This is a great quote - I am glad to read it! And I second all that Martin has posted. 

It is critical to understand that our children, while having all the benefits of being in a Christian home, are still born totally depraved and in need of the gospel! We simply cannot assume or presume that they are regenerate, and I am glad to hear what Pastor Phillips is saying. What he offers in this regard is simply Biblical! It is, as others have noted, "right on the money."

Often those who push Presumptive Regeneration _almost_ sound like Baptists - they baptize their children because they believe them to already be regenerate. That is why Baptists baptize people!!

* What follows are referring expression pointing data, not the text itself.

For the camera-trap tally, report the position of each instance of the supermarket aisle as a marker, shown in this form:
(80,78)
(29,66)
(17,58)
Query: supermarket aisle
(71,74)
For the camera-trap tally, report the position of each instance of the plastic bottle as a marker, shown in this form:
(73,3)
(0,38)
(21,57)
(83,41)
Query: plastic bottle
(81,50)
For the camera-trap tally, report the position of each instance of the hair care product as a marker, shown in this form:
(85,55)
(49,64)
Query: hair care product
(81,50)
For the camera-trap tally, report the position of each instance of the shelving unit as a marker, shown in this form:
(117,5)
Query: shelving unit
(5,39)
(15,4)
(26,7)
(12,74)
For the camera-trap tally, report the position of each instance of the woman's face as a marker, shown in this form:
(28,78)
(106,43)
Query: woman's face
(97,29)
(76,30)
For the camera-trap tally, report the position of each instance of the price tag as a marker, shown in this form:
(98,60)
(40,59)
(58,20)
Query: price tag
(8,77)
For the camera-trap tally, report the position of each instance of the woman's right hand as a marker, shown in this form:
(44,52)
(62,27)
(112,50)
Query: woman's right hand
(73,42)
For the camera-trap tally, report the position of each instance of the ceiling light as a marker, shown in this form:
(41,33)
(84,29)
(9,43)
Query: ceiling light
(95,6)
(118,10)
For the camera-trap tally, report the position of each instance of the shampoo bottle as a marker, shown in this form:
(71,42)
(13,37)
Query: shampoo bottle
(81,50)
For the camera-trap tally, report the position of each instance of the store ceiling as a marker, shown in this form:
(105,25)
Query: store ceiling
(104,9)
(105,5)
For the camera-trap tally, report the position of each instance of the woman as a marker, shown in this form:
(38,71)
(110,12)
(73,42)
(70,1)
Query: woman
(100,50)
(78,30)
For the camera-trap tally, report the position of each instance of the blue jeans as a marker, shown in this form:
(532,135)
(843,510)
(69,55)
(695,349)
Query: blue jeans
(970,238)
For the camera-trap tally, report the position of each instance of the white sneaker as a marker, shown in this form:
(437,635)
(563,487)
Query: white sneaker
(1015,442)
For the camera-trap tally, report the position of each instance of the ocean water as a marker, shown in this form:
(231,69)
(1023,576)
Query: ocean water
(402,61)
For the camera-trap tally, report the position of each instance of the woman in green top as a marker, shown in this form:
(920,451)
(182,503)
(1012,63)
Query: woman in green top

It is funny though the lines that we draw and the way we use labels. I preached a sermon recently on family worship that one person said sounded "Presbyterian"! HA. All because I was presenting a strong Biblical view of the Christian home. This reiterates the point that is often missed on this board - Baptists and Presbyterians do have a lot in common!!

Phillip



[Edited on 9-27-05 by pastorway]


----------



## Pilgrim (Sep 27, 2005)

> _Originally posted by fredtgreco_
> 
> 
> > _Originally posted by Brian_
> ...



I thought so, Fred, but since I'm new to the list, I'm thankful for the clarification. 

Speaking of gnosticism, I had a paedocommunion advocate accuse the WLC of gnosticism (specifically Q. 177) when I pointed out that it precluded the practice! I suppose to him, gnosticism=knowledge of the truth.


----------



## Scott Bushey (Sep 27, 2005)

> It is critical to understand that our children, while having all the benefits of being in a Christian home, are still born totally depraved and in need of the gospel!



I know of no PR/PE that would argue w/ that.




> We simply cannot assume or presume that they are regenerate



Matter of opinion.........



> Often those who push Presumptive Regeneration _almost_ sound like Baptists - they baptize their children because they believe them to already be regenerate. That is why Baptists baptize people!!



Regeneration and conversion are two entirely different things. Seeds need water, sun, nurturing, etc.



> Baptists and Presbyterians do have a lot in common!!



We do. The things that unite us are the most important things, i.e. Christ and His Gospel of grace!


----------